Intanto la vita nella ISS è la riproduzione quanto più esatta possibile della vita sulla terra: le ore di sonno, i pasti, lo studio, il lavoro, l’esercizio fisico, le relazioni. Una volta persi i riferimenti del tempo e dello spazio, bisogna continuare a crearli. Inoltre ogni astronauta è un esperimento: che alterazioni produce, nel fisico e nella mente, essere fuori dall’atmosfera, essere in assenza di gravità, essere chiusi in una bolla d’aria in perenne riciclo? Ogni astronauta è un tentativo di risposta alla grande domanda, se sapremmo vivere altrove o se la terra è davvero l’unico posto dove possiamo stare.

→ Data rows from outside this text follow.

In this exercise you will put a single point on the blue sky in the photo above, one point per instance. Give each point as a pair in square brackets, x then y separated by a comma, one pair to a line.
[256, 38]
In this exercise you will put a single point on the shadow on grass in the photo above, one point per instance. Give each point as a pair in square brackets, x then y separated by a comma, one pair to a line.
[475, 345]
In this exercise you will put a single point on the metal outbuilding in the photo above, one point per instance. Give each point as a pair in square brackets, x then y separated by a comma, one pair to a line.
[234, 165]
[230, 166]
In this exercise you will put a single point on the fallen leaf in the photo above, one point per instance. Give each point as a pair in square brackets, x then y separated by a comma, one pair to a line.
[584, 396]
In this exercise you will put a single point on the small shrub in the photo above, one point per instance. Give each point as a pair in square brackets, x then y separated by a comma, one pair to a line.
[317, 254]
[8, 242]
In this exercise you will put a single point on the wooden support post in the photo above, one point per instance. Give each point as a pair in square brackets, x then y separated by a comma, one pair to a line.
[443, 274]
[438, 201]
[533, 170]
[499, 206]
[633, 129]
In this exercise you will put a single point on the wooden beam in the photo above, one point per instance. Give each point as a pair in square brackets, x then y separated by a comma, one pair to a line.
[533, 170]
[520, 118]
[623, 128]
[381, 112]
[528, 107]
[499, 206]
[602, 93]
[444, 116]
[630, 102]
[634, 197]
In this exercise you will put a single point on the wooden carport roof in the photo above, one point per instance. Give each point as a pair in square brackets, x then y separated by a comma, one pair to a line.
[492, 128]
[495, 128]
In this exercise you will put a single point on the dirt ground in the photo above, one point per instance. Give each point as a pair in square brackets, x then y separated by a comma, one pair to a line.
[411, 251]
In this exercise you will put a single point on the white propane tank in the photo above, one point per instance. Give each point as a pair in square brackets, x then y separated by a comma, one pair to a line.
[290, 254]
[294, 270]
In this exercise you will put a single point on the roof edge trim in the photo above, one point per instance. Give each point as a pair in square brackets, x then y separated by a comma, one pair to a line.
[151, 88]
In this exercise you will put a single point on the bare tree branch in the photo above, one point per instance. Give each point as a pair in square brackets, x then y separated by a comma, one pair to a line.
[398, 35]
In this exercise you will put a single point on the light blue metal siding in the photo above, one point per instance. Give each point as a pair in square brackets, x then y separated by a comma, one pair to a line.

A cui si aggancia un’altra domanda ancora più sconvolgente: se la terra è l’unico posto dove possiamo stare, perché la stiamo distruggendo?

Con la stessa delicatezza e poesia con cui racconta la terra vista dal cosmo, Samantha Harvey ci guida nei pensieri degli astronauti. Che hanno lavorato anni e anni per essere pronti a lanciarsi nello spazio. Che sanno i rischi che stanno correndo, e come quella permanenza nello spazio accorcerà il loro tempo di vita, consumerà più rapidamente il loro corpo e i loro organi. Che si dedicano con concentrazione e costanza sia alle ricerche che stanno conducendo sia alla routine che hanno costruito nella loro giornata. Che sono eccezionalmente forti ed equilibrati e ben centrati e determinati e motivati e sereni, ma anche terribilmente umani e terreni: pensano ai figli, alle mogli amate o non più, ai genitori; cercano il cibo che conoscono e di cui la versione disidratata è solo una pallida imitazione; conservano le loro identità nazionali, le convinzioni e i pregiudizi, e nello stesso tempo fanno amicizia, si confidano, si aiutano. Che stanno cambiando man mano che la vita scorre nella stazione: con la sua evocazione del mare e della piccolezza, ci dice l’isolamento, l’abbandono a un elemento che non conosciamo e non domineremo mai.

Chiusi nella loro arca, vicinissimi tra loro e lontanissimi dal passato e dal futuro, i sei astronauti cominciano a sentirci come un solo corpo, di cui ciascuno rappresenta una parte: Pietro la mente, Anton il cuore, Roman le mani, Chie la coscienza, Shaun l’anima e Nell il respiro. E con quel corpo esprimono il rapporto che ognuno di noi, alla fin fine, ha con la terra: un grande amore che la lontananza acuisce, un desiderio di possesso e di appartenenza che non può essere realizzato, la consapevolezza della brevità e dell’effimerità della nostra presenza. Alla fine della lettura l’immensità dello spazio resta un enigma, il cosmo resta spaventoso e affascinante, lo spazio resta lontano e irraggiungibile; ma le orbite che abbiamo compiuto con gli astronauti, la bellezza che abbiamo contemplato sul pianeta blu, l’incanto con cui abbiamo osservato la terra su cui stiamo, quelli restano con noi per sempre.